Naha-te was influence by the southern style of Chinese Kung Fu. Closely resembling the original techniques and style of the ancient Shaolin temple, Naha-te focused on deep breathing techniques and forceful strikes.

Shuri was the Japanese pronunciation of Shaolin; Shuri-te was, therefore, the way of the Shaolin. This is ironic, for the Naha-te system of martial art more closely resembled the Shaolin style than did Shuri-te. Shuri-te abandoned the Chinese theory of breathing techniques; it focused instead on agility and quick movements.

Both the Shuri-te and the Naha-te systems were to later change their names. Shuri-te would soon become Shorin-Ryu, and Naha-te Goju-Ryu. Virtually every martial system in the world can trace its origins to one of the two.

Katas and techniques continued to originate in Okinawa, largely by way of Chinese travelers. In the late eighteenth century Kushanku, a night-fighting master and a military officer, introduced his techniques to Okinawa.

Several new systems of martial art were founded in the mid 1800’s, including Goju-Ryu, a direct derivative of the Naha-te school of fighting. Shito-Ryu, another prominent art form, was developed at the same time.

Okinawan fighting remained cloaked in secrecy for years, until the landmark date of 1903. It was then that Yasutsune Itosu, a master of Okinawan fighting arts, introduced his art to the school systems, and gave the first public demonstration of martial arts in over two hundred years. Okinawan martial arts – known commonly as Okinawa-te – then became known under a new name. Kara, or empty, and te, or hand, were combined to create kara-te, or karate, the modern term for martial arts.

As the public began to display karate more openly, the Japanese schools of martial arts became interested. In the year 1917, the Japanese invited Choku Matobu, a deadly fighter and avid practitioner of karate, to demonstrate his technique in Japan. Though at first enthusiastic about the proposition, Matobu quickly declined. His ancestors were famous for having fought the Imperial invaders, and he, as well as them, bore a hate for all things Japanese.

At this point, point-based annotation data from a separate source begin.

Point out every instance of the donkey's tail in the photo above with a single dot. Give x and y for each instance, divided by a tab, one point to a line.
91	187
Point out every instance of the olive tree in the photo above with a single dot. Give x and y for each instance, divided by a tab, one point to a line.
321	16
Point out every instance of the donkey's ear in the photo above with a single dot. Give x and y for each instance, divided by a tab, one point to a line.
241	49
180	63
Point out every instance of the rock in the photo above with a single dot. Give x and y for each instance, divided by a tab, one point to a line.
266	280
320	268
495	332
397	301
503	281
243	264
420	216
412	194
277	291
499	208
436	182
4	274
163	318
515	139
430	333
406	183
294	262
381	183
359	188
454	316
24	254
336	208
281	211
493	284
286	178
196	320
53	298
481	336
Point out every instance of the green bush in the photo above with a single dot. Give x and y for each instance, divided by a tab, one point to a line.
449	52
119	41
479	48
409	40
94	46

He, as a result, refused the invitation.

In his stead was sent a small, mild-mannered professor of a school of Japanese customs. Only a Sandan (third degree black belt) in Shorin-Ryu, Gichin Funakoshi was promoted to Godan (fifth degree) before the trip.

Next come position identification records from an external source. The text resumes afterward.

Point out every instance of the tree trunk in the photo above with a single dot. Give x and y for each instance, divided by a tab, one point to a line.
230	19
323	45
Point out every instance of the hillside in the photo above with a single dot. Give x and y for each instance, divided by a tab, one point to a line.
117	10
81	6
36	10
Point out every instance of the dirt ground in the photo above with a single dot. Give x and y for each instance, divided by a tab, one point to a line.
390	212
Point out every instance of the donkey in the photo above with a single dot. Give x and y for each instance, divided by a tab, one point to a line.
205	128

Though by no means a master in karate, Funakoshi astounded the Japanese martial artists by beating every fighter he opposed. Using dumping techniques and throws, he won the respect of Japan and stayed, teaching karate in a Japanese Kendo dojo. So effective were his throws that they were copied by Jigoro Kane, who later founded Judo and used those principles to create his forms.

Eventually Gichin Funakoshi received a great deal of respect from his Japanese peers and was granted the right to open his own dojo there. It was in Japan that Funakoshi developed his style of Shotokan, yet another prominent style in today’s modern martial arts.

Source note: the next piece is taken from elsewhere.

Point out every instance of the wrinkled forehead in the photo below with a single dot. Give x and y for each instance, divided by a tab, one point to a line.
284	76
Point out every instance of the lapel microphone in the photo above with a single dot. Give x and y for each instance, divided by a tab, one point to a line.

Karate continued to be developed in the east. In the nineteen fifties and onward, Master Tatsuo Shimabuku and many others trained U.S. Marines based there after World War II. Upon returning home, these veterans began to spread the influence of martial arts in the West. Dojos sprang up all over the United States, ushering in a new era of fighting.

Another breakthrough in the teaching of the martial arts was the rise of martial artist Bruce Lee, who’s cinematic epic Enter the Dragon fueled a furious interest in the martial arts. The 1970’s saw an untold number of news students of the martial arts, as did the 1980’s due the overwhelming popularity of the motion picture Block Buster Karate Kid. The 1990’s created curiosity with the Chuck Norris T.V. Series Walker Texas Ranger, this curiosity still carries over into today’s dojos.

While the martial arts are over two thousand years old, the future of karate is bright indeed. With new dojos being established every day, it is obvious that karate is not but a thing of the past, but rather, an element of the future.